The results showed that protein supplementation significantly lowered the average serum concentration of YKL-40 in men, suggesting that soy may slow cartilage degradation. Although both proteins increase circulating IGF-I levels as expected (P <0.05), soy protein has a more pronounced effect compared to milk protein. It has been repeatedly determined that soy has the ability to uniquely develop serum IGF-I compared to milk protein, suggesting that this effect may be due to isoflavone content rather than protein alone.

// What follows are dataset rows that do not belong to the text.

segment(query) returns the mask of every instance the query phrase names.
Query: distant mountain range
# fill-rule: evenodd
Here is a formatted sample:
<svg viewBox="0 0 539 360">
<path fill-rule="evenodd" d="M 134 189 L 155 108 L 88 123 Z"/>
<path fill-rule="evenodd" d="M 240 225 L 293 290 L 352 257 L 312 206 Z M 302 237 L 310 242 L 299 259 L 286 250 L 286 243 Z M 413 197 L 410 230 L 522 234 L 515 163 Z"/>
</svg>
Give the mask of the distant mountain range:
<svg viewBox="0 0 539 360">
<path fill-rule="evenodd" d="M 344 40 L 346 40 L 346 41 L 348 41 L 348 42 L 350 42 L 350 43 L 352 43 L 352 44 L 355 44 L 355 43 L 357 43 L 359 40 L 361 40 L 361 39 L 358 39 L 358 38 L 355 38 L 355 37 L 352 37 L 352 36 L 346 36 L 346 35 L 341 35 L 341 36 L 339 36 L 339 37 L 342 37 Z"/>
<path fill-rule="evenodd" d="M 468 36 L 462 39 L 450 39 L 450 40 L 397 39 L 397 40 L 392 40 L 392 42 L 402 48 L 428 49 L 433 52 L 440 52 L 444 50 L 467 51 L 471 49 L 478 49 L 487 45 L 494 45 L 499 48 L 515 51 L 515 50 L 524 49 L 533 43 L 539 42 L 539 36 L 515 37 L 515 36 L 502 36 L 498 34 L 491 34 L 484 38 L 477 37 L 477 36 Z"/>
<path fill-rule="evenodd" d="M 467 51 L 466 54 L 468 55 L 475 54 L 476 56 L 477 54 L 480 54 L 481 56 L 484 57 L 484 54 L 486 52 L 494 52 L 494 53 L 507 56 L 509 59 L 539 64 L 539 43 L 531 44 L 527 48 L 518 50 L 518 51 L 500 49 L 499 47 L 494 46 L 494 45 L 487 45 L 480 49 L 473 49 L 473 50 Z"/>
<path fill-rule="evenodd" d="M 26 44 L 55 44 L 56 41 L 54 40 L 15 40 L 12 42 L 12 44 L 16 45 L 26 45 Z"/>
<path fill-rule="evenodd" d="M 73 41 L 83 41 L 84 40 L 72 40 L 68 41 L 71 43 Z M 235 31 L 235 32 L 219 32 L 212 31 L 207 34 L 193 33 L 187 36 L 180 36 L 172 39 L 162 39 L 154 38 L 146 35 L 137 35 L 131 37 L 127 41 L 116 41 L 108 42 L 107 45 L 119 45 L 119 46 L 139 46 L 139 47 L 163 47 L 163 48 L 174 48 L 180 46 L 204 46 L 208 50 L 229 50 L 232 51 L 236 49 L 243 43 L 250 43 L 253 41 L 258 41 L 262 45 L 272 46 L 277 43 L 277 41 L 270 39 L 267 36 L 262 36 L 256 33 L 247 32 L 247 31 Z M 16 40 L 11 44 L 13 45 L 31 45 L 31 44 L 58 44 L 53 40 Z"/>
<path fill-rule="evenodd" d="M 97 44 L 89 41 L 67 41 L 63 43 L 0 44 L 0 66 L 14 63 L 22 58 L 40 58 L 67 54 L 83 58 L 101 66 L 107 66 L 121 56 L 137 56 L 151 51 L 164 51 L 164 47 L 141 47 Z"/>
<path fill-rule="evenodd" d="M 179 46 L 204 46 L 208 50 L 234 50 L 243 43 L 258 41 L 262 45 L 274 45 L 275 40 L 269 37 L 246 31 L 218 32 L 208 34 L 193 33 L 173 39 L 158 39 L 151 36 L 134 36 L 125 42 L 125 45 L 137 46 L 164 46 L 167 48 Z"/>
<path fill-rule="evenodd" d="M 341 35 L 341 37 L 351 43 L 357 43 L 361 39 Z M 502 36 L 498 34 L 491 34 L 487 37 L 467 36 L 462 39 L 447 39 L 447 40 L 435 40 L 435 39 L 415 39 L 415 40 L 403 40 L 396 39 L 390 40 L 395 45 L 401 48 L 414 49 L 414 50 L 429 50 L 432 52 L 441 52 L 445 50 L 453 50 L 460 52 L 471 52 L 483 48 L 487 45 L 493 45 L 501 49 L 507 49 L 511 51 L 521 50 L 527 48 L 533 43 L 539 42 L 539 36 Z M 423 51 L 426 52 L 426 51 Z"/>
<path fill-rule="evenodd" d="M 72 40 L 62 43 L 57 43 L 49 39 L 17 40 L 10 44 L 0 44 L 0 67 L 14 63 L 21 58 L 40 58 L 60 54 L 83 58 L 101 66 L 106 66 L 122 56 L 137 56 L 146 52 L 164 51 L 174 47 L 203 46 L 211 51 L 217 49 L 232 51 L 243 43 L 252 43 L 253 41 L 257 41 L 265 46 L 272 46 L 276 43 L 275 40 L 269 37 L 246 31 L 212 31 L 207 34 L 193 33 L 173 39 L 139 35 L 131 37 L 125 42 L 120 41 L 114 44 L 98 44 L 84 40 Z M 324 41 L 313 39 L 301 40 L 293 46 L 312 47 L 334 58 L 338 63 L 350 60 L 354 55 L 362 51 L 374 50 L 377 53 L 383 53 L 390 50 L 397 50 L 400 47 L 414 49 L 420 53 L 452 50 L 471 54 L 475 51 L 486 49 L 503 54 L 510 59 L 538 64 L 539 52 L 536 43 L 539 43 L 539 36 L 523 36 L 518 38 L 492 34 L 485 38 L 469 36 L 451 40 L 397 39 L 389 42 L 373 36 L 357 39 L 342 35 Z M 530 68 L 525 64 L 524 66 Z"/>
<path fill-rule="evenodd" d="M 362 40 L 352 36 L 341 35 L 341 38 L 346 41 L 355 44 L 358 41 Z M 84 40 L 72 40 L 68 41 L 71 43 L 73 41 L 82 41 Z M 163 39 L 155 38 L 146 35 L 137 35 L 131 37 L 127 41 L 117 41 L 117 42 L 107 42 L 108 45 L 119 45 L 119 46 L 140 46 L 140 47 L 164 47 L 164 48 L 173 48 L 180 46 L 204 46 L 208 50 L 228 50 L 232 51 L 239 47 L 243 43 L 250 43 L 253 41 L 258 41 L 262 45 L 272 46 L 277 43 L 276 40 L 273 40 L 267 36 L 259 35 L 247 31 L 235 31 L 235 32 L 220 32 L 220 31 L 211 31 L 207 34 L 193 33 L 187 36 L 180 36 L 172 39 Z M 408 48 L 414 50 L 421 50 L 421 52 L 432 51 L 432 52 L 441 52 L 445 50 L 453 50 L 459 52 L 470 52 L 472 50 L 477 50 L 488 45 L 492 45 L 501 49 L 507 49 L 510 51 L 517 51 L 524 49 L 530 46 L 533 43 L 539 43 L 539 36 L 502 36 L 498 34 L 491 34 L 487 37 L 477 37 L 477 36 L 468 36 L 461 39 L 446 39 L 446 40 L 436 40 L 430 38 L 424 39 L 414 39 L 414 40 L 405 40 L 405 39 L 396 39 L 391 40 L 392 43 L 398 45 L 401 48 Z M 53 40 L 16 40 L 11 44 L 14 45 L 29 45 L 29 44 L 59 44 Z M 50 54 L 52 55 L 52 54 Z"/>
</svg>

Three-month study findings show that soy protein supplementation significantly reduces the intensity and frequency of pain. By comparison, milk protein only reduced pain intensity, demonstrating that the reduction in the frequency of pain and discomfort was specific to soy and not to the control protein. The findings also show that the need for pain medication is reduced. Increased serum IGF-I level with soy supplementation supports the hypothesis that isoflavones can exert anabolic effects on cartilage and decreased YKL-40 levels associated with cartilage degeneration can improve OA symptoms and severity of soy. In summary, researchers suggest that people who have no contraindications to soy isoflavones use ipriflavone, a synthetic isoflavone, to reduce OA symptoms.